Through travelling I pursue to experience place as a geographical, social, subjective and spatial entity. Bodily place-making is both method and content in my art practice. The idea of composing on site is based on a traditional Arctic concept of landscape, where place is understood as an interaction. Curator, writer and researcher Jan-Erik Lundström has described Arctic local’s unique relationship with land aptly: “Landscape is not a noun, an object or a thing, but always a verb, an activity, an event.” Art practices featuring walking and walk-related methods have been widely used in contemporary art mediums, for example in environmental art, performance art, sculpture, conceptual art, and land art; My immersion into Arctic landscape as artistic practice is about understanding the character of place through the movement of the body – about collecting and transforming spatial knowledge into artistic interpretation of a place. I describe this method of researching place as ‘spatial place-making’: The conception of the world is embedded in the lived body, as spatiality helps understanding landscape in relation to time, place, space and movement. Spatial place-making has an association also to composing, as music is an art medium happening in space and in time, as a movement of musical material.

Open landscapes stimulate imagination; The echo in the open landscape produces a sonorous dimension to a solo instrument through resonance – I experimented with the phenomenon applying a human voice to landscape.
I often ended up composing by shores. The sound of the waves creates a rhythmic frame with an unexpected presence of sticky and slouching pulsation.

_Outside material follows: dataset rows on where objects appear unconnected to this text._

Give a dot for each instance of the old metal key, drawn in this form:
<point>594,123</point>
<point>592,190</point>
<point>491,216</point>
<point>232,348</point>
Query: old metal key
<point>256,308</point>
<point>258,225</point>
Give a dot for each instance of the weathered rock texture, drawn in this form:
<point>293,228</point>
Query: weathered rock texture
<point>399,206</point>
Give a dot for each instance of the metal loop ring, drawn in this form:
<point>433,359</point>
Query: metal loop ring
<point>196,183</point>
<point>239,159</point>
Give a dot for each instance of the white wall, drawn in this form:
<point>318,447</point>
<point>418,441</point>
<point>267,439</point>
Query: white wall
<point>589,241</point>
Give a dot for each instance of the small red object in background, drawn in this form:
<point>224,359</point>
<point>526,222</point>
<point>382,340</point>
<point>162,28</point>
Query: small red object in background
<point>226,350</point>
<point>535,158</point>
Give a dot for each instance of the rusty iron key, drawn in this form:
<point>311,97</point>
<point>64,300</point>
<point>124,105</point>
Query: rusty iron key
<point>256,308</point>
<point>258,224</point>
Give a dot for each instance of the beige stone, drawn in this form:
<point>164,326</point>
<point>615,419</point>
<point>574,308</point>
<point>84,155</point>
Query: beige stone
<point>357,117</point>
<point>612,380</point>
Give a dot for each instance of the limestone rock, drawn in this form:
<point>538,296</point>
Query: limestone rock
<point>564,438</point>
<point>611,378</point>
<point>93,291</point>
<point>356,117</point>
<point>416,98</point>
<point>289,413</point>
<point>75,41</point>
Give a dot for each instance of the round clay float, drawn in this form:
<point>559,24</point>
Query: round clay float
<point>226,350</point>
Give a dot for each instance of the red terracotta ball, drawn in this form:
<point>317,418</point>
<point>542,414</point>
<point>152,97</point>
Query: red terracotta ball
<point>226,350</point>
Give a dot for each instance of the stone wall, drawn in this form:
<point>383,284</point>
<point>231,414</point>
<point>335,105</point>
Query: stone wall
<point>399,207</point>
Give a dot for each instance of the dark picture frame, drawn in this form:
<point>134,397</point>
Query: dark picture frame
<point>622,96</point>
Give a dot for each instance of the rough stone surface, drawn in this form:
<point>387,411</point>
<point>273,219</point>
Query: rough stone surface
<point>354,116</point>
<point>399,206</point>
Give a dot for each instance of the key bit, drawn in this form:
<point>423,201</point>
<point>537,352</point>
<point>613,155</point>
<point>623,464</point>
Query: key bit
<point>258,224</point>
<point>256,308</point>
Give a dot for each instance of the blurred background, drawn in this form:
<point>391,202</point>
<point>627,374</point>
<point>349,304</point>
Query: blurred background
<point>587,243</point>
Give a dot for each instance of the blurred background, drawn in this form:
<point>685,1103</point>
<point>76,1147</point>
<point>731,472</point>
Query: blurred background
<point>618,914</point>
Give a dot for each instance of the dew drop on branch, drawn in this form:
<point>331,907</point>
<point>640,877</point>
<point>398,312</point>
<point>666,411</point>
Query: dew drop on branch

The spatial interaction between composer and space when walking and composing in Sápmi in July produced a series of musical interactions, that are place-specific: The compositions as sovereign artworks, detached from this interaction, are for me irrelevant and without a context. The nature of the work changes significantly if compositions are brought into the performance conventions of institutional art, such as the concert setting. The project I implemented as part of the Rewilding Cultures -program is the first phase of a long-term research, where the goal is to develop a navigation map application, via which user can experience site-specific works when physically being on site. I work towards widening the definition of art to include different performance and exhibition practices alongside with those traditionally recognized as acceptable platforms for artistic expression and sharing. Next phase in project is planned to happen in Spring 2026, when I’m planning to travel again driving, walking and skiing to compose on site in Finnish, Swedish and Norwegian Sápmi in winter conditions; How does the perceptions and interactions with those same sites change, when my immersion in the landscape happens during the polar night?

I captured the natural soundscapes of the chosen sites with an mp3-recorder and merged into the compositions.

Johanna Ruotsalainen is the recipient of a mobility grant awarded as part of the Rewilding Cultures cooperation project co-financed by the European Union’s Creative Europe program.